Cette guerre est une guerre des idées, des conceptions du monde, des valeurs vitales, de part et d’autre.

Face à cette offensive, Enyo dit nettement que l’Occident ne doit pas se contenter de mesures militaires et policières , bien sûr indispensables. Il  doit réaffirmer ses valeurs, qui sont celles de l’humanisme, de la liberté de pensée, de la liberté politique, de l’universel, les valeurs issues de la Renaissance et des Lumières, contre l’obscurantisme et l’irrationnel qui séduisent les populations prises dans la logique de la religion comme d’autres l’ont été dans celle du communisme ou du nazisme; C’est bien de la survie de notre monde qu’il s’agit.

Or , le désastre dont il s’agit dans le titre, c’est que  l’Occident apparaît divisé par le post modernisme d’une  de ses composantes,  par l’idéologie de l’Etat faible de l’ultralibéralisme,  par le politiquement correct et par la complicité de ceux qui à l’intérieur de la société occidentale souhaitent l’abattre (gauchistes, altermondialistes). Fatigué des grandes guerres qu’il a menées et qui l’ont saigné, il n’ a pas envie  de regarder en face le conflit qui arrive et qui lui paraît anachronique.Surtout, il néglige, aux yeux d’Enyo,  le danger principal, qui est la propagation du néofondamentalisme, c’est à dire du retour au religieux comme cadre  et horizon de la pensée des populations musulmanes,  à l’extérieur comme à l’intérieur du monde occidental, puis comme cadre du mode de vie, dans un rejet de plus en plus radical  du non religieux, disqualifié, puis diabolisé, ce qui apparaît même  maintenant dans les écoles ou des jeunes refusent d’entendre des théories évolutionnistes du monde.

La convergence des intégrismes et des fondamentalismes chrétiens et juif avec ceux de l’Islam diminue la vigueur de la réponse occidentale à la stratégie de la tache d’huile, dans le monde et en Occident même,et  à  la conquête de « territoires » dans les banlieues ou l’ordre républicain n’est plus reconnu, mais ou au contraires les autorités républicaines délèguent une part de la gestion de la population aux religieux. Cette recrudescence des fondamentalismes dans les autres religions pose la question plus largement de la recherche des repères  dans le monde actuel, moderne et postmoderne.  La remise en question de la laïcité (affaire du voile,  des caricatures,demandes de sports séparés, refus de soins des femmes par des hommes)  constitue une des formes  d’une lutte sourde contre la société occidentale, laïque, ouverte,accueillante, menée avec l’idée d’instaurer un rapport de force  obligeant la société d’accueil à admettre l’existence d’enclaves, échappant à la loi commune, et soumises au pouvoir grandissant des religieux.Les Anglais et les Hollandais, dont le multiculturalisme avait laissé se créer  des « Londonistans » hors contrôle se sont réveillés brutalement quand  la violence islamiste, retenue le temps des avantages qu’elle y trouvait, s’est libérée dans des  déchaînements meurtriers qui les ont choqués.
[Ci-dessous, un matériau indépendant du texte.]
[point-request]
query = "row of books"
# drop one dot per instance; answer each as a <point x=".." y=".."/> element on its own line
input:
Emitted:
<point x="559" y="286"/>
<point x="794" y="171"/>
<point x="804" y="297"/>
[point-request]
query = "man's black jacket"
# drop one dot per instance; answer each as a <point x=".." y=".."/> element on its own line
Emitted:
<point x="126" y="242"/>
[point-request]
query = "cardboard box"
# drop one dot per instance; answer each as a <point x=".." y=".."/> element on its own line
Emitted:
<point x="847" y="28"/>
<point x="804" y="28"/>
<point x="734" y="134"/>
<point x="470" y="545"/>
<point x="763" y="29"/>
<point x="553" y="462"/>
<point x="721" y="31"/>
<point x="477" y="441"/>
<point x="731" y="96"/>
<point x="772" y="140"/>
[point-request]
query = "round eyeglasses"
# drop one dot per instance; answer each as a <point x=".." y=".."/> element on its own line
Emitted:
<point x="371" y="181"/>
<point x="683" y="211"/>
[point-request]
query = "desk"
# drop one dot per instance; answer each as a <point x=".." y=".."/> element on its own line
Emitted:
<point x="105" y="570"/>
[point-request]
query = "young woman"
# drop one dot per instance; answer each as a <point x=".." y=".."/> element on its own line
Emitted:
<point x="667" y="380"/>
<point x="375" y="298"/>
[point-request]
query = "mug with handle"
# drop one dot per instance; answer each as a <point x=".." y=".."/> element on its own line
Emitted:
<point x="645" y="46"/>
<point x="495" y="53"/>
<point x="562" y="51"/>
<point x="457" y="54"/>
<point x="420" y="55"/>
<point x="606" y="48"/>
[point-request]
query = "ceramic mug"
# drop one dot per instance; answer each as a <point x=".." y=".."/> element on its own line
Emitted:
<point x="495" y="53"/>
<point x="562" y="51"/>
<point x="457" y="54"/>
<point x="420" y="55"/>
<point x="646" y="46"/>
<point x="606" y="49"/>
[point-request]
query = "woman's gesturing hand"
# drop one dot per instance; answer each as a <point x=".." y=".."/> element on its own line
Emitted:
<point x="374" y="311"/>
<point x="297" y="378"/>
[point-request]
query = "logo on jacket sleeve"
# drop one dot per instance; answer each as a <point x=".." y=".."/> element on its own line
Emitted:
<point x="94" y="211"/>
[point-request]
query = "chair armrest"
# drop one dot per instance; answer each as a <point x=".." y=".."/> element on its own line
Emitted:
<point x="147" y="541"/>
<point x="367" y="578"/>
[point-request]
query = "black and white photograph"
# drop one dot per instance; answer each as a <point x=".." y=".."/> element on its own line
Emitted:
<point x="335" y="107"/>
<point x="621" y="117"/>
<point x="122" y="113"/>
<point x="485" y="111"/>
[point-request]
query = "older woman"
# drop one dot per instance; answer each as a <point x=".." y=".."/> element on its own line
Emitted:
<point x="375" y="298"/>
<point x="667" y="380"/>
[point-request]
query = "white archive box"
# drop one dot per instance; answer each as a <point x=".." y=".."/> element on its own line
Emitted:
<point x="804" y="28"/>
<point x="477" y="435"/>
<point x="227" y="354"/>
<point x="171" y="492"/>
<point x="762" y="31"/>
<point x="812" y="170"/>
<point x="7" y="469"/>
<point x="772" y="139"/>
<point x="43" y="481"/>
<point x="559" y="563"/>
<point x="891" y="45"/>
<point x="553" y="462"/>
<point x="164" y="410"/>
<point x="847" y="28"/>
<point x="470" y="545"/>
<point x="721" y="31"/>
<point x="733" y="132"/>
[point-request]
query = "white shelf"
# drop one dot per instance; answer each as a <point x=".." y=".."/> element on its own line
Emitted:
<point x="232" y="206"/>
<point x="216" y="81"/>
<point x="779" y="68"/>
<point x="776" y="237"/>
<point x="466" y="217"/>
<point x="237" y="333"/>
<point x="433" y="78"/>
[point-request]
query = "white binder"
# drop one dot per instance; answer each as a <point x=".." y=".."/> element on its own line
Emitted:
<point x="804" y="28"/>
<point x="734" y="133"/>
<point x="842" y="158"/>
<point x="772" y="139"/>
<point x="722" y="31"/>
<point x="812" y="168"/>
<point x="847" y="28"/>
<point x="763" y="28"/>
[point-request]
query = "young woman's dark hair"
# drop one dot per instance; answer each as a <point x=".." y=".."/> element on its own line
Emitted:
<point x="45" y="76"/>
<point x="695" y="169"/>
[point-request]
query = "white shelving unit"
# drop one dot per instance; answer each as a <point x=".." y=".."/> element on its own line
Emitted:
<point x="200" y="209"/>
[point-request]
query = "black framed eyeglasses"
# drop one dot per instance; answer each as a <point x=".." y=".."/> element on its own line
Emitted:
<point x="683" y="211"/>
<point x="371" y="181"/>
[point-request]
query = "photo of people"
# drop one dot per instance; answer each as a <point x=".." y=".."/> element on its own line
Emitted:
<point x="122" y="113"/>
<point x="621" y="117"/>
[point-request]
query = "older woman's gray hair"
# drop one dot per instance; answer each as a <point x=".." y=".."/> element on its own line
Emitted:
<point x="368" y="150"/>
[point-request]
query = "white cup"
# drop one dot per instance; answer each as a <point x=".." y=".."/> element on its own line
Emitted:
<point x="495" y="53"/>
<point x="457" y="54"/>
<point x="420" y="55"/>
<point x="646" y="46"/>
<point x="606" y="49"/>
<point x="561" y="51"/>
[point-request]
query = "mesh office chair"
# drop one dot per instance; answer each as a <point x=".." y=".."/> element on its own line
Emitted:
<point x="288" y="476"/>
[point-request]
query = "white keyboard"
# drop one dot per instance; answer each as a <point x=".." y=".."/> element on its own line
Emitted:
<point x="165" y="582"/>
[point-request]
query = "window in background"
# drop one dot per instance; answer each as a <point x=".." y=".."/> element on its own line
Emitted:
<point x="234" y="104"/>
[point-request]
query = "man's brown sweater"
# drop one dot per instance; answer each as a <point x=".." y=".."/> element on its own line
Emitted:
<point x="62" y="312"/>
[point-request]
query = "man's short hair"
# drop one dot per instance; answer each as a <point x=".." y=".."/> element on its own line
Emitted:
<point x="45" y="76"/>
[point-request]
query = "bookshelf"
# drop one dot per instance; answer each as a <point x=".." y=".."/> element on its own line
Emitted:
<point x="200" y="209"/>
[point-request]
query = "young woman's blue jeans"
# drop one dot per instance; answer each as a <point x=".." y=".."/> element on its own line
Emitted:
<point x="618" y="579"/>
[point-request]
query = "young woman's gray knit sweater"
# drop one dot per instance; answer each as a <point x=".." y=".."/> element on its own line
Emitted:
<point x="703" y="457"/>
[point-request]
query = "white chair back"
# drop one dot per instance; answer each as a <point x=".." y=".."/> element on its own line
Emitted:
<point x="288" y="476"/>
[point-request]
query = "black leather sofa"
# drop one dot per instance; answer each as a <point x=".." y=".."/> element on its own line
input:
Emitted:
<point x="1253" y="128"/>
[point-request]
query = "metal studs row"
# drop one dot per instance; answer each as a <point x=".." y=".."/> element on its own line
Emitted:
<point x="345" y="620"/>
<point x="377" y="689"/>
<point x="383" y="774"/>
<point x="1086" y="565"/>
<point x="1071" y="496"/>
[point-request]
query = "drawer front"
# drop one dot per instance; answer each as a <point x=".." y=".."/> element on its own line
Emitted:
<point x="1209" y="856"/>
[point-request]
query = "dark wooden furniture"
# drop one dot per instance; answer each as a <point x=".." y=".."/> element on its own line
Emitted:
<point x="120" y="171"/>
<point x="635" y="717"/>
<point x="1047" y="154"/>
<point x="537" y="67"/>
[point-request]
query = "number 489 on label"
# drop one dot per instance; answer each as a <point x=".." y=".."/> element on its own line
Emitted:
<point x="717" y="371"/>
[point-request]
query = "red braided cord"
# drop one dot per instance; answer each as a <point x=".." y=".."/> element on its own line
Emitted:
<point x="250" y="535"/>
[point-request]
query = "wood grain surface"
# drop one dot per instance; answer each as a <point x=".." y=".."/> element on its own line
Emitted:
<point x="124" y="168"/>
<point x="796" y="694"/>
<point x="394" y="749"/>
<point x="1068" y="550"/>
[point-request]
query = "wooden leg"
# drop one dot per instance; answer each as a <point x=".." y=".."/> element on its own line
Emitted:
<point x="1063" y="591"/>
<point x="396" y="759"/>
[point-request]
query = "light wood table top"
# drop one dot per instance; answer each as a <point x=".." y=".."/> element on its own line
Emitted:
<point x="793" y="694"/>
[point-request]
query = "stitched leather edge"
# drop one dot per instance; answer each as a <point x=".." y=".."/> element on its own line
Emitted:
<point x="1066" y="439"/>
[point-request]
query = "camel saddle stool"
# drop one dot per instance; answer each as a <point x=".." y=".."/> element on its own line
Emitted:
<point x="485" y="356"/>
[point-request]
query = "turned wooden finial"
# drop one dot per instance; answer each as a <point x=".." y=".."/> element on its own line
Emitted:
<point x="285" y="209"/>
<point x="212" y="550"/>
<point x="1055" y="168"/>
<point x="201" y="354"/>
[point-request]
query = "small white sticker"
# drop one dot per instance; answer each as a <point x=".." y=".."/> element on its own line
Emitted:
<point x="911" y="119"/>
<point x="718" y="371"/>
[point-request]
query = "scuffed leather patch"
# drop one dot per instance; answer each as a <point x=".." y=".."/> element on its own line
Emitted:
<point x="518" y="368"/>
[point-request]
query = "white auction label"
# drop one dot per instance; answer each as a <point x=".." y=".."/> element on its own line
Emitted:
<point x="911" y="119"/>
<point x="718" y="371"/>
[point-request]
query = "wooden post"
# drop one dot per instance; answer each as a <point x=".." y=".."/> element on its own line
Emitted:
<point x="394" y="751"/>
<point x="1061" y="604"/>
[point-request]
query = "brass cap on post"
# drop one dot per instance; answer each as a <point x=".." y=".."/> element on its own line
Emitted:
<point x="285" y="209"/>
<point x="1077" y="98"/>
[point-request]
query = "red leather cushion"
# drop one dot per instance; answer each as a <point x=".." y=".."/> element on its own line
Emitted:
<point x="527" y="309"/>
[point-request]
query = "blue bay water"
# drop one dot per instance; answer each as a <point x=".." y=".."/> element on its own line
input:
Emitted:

L’état de guerre qui s’est instauré entre l’ambition  de domination du monde de fanatiques religieux et la société occidentale dépasse le cadre du terrorisme.De même que à l’époque de la lutte contre le nazisme ou le communisme, c’est la guerre des idées et des idéaux  qui fait rage et elle ne se limite pas à l’affrontement militaire des blocs, elle est aussi  multiforme que l’était la guerre froide avec le monde communiste: lutte pour la conquête des opinions publique, conquête de positions stratégiques sur le plan diplomatique, pressions économiques, utilisations de masses de manoeuvre à l’intérieur du camp adverse, exploitation des divisions internes de l’adversaire.

Malraux disait que le 21 ème siècle serait religieux ou qu’il ne serait pas. Il faut souhaiter que la prédiction ne se réalisera pas et que le monde ne reculera  pas  de 10 siècles, à l’époque du cri terrible qui générait les massacres:  « Dieu le veut! ».